On 10 June 2009, the Institute for Quality and Efficiency in Health Care (IQWiG) presented the preliminary results of its benefit assessment of certain newer antidepressants. The project commissioned by the Federal Joint Committee (G-BA) is concerned with assessing the benefit of three agents, reboxetine, mirtazapine and bupropion XL in adult patients with depression, according to the German drug approval status. Interested parties and institutions may submit written comments on the preliminary report up until 9 July.
Reboxetine: no proof of benefit
The assessment produced different results for the three agents. According to a literature search performed by the Institute, reboxetine (manufacturer: Pfizer) was tested in at least 16 trials on approximately 4600 patients with depression. However, the Institute only had access to data on approximately 1600 of these patients. If the unpublished data are not included, there is a high risk of incorrectly estimating the benefit and harm of this agent. IQWiG has therefore come to the preliminary conclusion that no proof of benefit from treatment with reboxetine can be deduced from the data currently available.
Mirtazapine: results must be viewed with reservation
In the search for trials on mirtazapine (Essex Pharma), it was found that this agent had been tested in at least 31 trials that could be potentially relevant to the report. However, the Institute only had access to 27 evaluable trials. As it is also possible in this case that the results of the assessment may change if all data became available, all results presented by the Institute must be viewed with reservation.
In numerous comparisons with other antidepressants, mirtazapine showed no proof of superiority. Only when compared to placebo was there proof that in acute treatment more patients experienced an improvement of depression when they were treated with mirtazapine. However, the prognosis for a full recovery was no better in the mirtazapine group than in the placebo group. In addition, it was shown that patients treated with mirtazapine discontinue treatment more often due to side effects (adverse events) than patients treated with placebo or with some of the other antidepressants.

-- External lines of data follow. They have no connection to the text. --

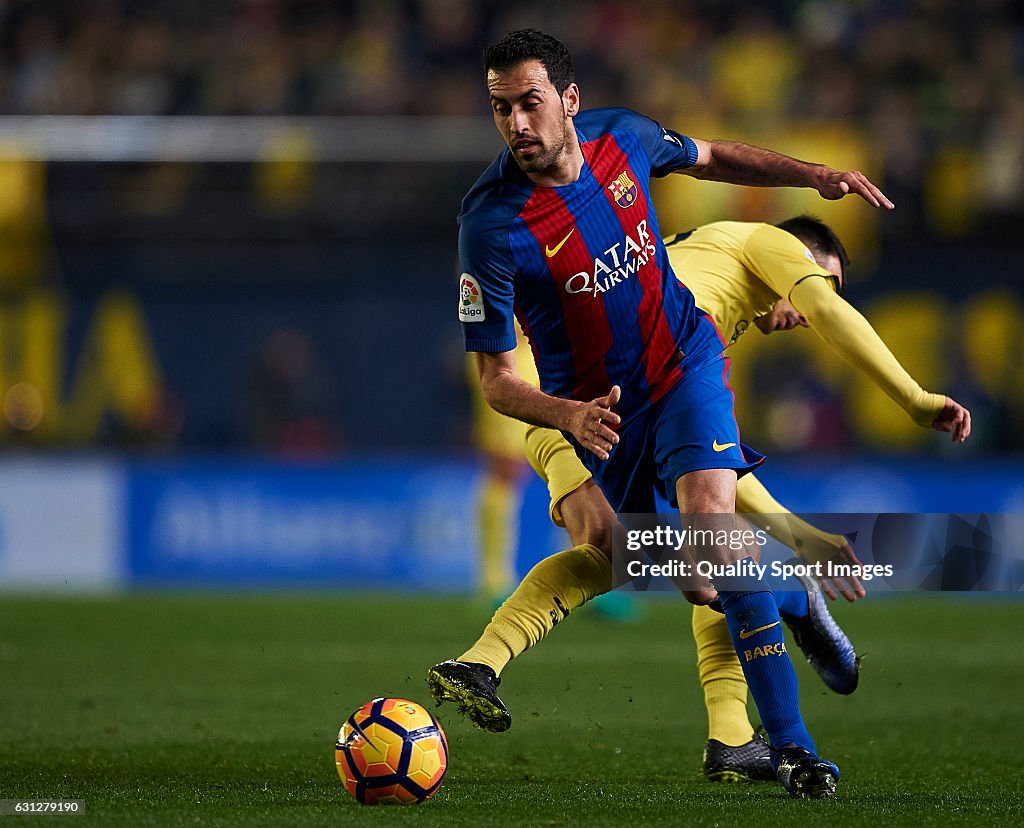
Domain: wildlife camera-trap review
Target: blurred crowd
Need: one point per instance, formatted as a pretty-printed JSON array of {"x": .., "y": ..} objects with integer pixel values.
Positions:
[
  {"x": 938, "y": 89},
  {"x": 926, "y": 95}
]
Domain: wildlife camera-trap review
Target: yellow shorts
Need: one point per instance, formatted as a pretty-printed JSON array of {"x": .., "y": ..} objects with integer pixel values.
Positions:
[{"x": 555, "y": 461}]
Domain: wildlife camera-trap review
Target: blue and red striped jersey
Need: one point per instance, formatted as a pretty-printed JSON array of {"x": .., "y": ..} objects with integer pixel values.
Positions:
[{"x": 584, "y": 268}]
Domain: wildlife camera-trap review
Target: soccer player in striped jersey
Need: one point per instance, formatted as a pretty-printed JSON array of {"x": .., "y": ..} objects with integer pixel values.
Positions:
[
  {"x": 741, "y": 273},
  {"x": 560, "y": 233}
]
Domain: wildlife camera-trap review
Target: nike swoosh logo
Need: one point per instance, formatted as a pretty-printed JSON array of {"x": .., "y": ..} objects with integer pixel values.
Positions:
[
  {"x": 549, "y": 252},
  {"x": 743, "y": 634}
]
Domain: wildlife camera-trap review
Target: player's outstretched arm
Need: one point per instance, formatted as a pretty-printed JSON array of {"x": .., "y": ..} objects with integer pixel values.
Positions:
[
  {"x": 736, "y": 163},
  {"x": 509, "y": 394},
  {"x": 953, "y": 419},
  {"x": 846, "y": 331},
  {"x": 808, "y": 541}
]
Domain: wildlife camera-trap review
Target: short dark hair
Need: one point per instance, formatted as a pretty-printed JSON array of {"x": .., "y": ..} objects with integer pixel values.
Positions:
[
  {"x": 820, "y": 240},
  {"x": 529, "y": 44}
]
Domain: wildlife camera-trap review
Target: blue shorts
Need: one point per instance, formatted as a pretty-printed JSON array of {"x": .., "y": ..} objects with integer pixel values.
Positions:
[{"x": 691, "y": 428}]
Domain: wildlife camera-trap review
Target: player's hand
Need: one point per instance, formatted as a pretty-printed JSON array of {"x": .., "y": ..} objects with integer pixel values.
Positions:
[
  {"x": 850, "y": 587},
  {"x": 836, "y": 184},
  {"x": 591, "y": 423},
  {"x": 953, "y": 419}
]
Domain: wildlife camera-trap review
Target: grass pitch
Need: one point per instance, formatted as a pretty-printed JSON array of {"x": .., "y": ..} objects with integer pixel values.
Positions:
[{"x": 172, "y": 709}]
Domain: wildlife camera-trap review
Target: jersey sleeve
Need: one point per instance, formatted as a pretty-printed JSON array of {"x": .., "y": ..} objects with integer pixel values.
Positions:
[
  {"x": 667, "y": 149},
  {"x": 779, "y": 259},
  {"x": 485, "y": 289}
]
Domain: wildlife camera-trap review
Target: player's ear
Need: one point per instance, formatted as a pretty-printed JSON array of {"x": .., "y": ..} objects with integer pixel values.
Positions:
[{"x": 570, "y": 99}]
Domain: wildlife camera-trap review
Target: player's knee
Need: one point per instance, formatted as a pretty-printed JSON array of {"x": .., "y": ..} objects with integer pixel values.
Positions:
[{"x": 589, "y": 518}]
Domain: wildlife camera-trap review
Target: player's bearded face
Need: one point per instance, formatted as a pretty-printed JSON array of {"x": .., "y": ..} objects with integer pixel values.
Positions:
[{"x": 532, "y": 118}]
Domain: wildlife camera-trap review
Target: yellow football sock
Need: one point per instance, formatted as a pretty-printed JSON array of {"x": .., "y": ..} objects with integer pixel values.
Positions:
[
  {"x": 550, "y": 592},
  {"x": 499, "y": 534},
  {"x": 722, "y": 679}
]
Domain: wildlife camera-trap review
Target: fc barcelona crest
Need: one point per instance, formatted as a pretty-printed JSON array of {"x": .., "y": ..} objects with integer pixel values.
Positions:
[{"x": 624, "y": 189}]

Bupropion: proof of benefit
The search identified 6 trials on bupropion XL (up to 300 mg/d) and the Institute was given access to the complete clinical study reports by the manufacturer, GlaxoSmithKline. There was proof of benefit for this agent compared to placebo in acute therapy and in the prevention of relapse into seasonal affective disorder, while on the other hand the data provided no indications of harm. The only antidepressant that was compared with bupropion XL in trials was venlafaxine XR. Bupropion XL showed inferiority to venlafaxine XR in acute therapy. Further information can be found in the executive summary of the preliminary report (see below).
Unpublished data contain the potential for deception
If not all available study data are available, this can lead to a strongly biased assessment. This potential for deception is of fundamental importance to all researchers who systematically assess drugs and other medical technologies. The experience of the Institute shows that voluntary self-commitment cannot be relied upon. The Institute therefore considers it an urgent necessity to make it compulsory by law for study sponsors to register clinical trials before commencement and publish the results soon after study completion. IQWiG's position is described in a second press release.
Commenting procedure
Written comments on this preliminary report may be submitted up until 9 July. IQWiG will screen and evaluate the comments. If, in the opinion of the Institute, there is a need for further discussion of the comments, an oral debate will take place. The preliminary report will then be revised and sent as a final report to the contracting agency, the Federal Joint Committee.